A lot of the customers, Broomer said, were in town and on their way to today’s Home Run Derby or had tickets to Tuesday’s game, where thousands of fans are expected to attend and bring the rally monkey out.

Or maybe Mickey Mouse.

If there were ever any doubt about baseball fever, you can catch it these days by just walking outside and feeling the vibe. You don’t even have to drive out to Anaheim.

It’s all happening right here in everybody’s back yards.

“After 30-something days of no sun, we’re finally getting some sunshine. And now we get to watch the Angels and the All-Star Game on top of it all,” said Holly Bray, a bartender at Class of 47. “Ain’t life grand?”

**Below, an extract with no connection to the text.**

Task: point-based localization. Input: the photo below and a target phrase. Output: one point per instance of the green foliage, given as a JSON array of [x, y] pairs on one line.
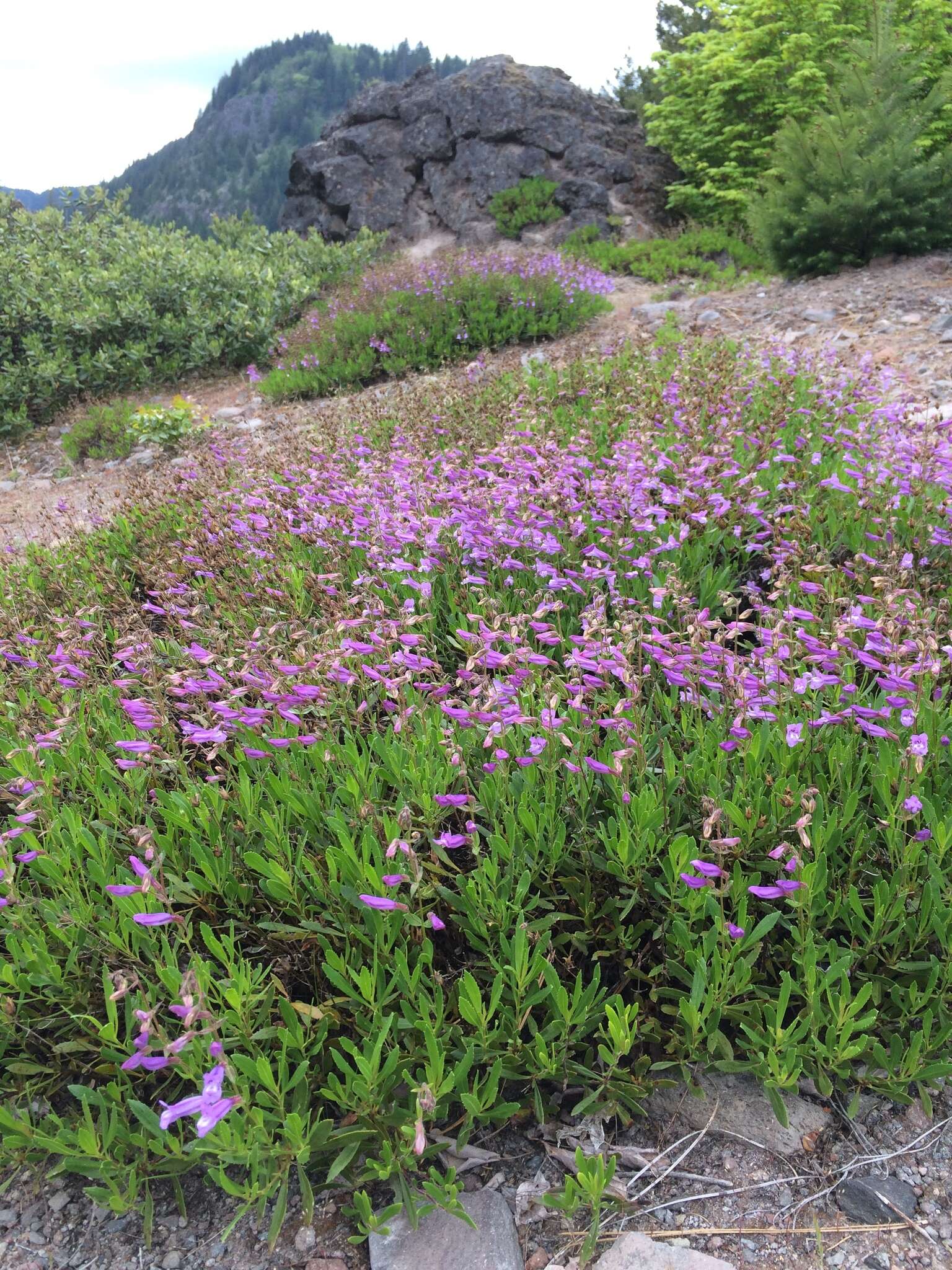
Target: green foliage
[[102, 304], [112, 431], [104, 432], [395, 327], [238, 155], [575, 968], [860, 180], [635, 87], [527, 203], [726, 91], [718, 258]]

The baseball game, without a doubt, has been good for business. It might pale in comparison to the 2010 World Cup in South Africa, but the financial trickledown is mighty in its own right, given the tough economic times these days, hotel owners said.

Gary Sherwin, president and chief executive of Visit Newport Beach Inc., a private marketing firm that contracts with the city of Newport Beach, said several hotels were packed to capacity to the tune of thousands of rooms being sold out for the next week.

“Baseball has given us a little steroid, no pun intended,” Sherwin said. “But we’re at the height of the season. Hotels are generally doing well this time of year.”

The only problem, he said, was the June gloom, which overspent its welcome.

“It bled right into July,” Sherwin said. “But it looks like we’ve seen the worst of it. We’re going strong this week.”

He said the Marriott Hotel and Spa, the Marriott Bayview and the Hyatt Regency are all sold out, either due to the All-Star Game “compression and overflow” and due to other group events.